We cannot. Not white people, yellow people, brown people, red people, even black people. Not of us have skin tough enough to resist the power of the sun, once our vulnerable clothing of ozone has been stripped away by the greenhouse gases our immature technologies emit needlessly on our behalf.





It is bad enough knowing the the flatulence of our cattle is one of the major pollutants destroying our planetary cloak. After all, many of us love a good steak, and almost all of us drink or eat milk, cheese, yogurt, sour cream, buttermilk, cottage cheese, whipped cream, or ice cream -- all derived from the fluid that is squeezed out of a cow's generously long, supple, pink nipple.
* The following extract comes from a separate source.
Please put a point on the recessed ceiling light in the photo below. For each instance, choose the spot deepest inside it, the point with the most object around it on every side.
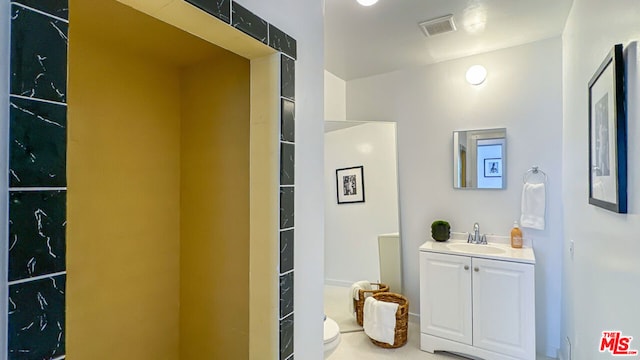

Now I have gone and distracted myself, on a couple of counts. First, as to the degradation of milk products. I used to work summers in a milk plant (that's how I paid my way through college.) One of my jobs was to empty the "returns" our trucks brought back from the many grocery stores we served throughout the Saginaw Valley in Michigan.

The way we did this was to grasp a half-gallon milk carton, and smash it on the side of a metal cylinder, much the way you might crack an egg on the side of your frying pan. When our technique was perfect, the paper container's top blew open and the contents, often curdled and smelly, poured into the container.

(You do not even want to know what happened when we performed this odious task incorrectly.)








In the best of times, this was a truly yucky business. Yours truly has always had a weak stomach when it comes to things that remind one of vomit. And this stuff did, believe me. Ugh.





One of my working class colleagues, noticing how I gagged as I emptied the spoiled milk into its resting place, offered: "What bothers you so much, kid? It's just cottage cheese!" We sell it in a different container, that's all. Nobody likes it when it comes out of a milk carton."







Another way I have distracted myself is by using the word "nipple." But I am determined not to go there, not tonight and not in this post.







I love to eat seaweed and so does my youngest daughter. It's fair to say we are seaweed enthusiasts. We buy it in sheets and eat it raw, or sprinkle it on popcorn or in soups or on almost anything else in my refrigerator or cupboard.






Thanks to my lovely Japanese friend, I know that eating seaweed gives you silky hair and soft skin. She's got lots of credibility on these issues because she has the loveliest hair and the softest skin one could imagine.







All around us, the patterns present themselves, if only we open our eyes to see.







My eyes are always wide open. I cannot believe how lucky we still are to inhabit this planet.

Beauty is, after all, like love -- all around.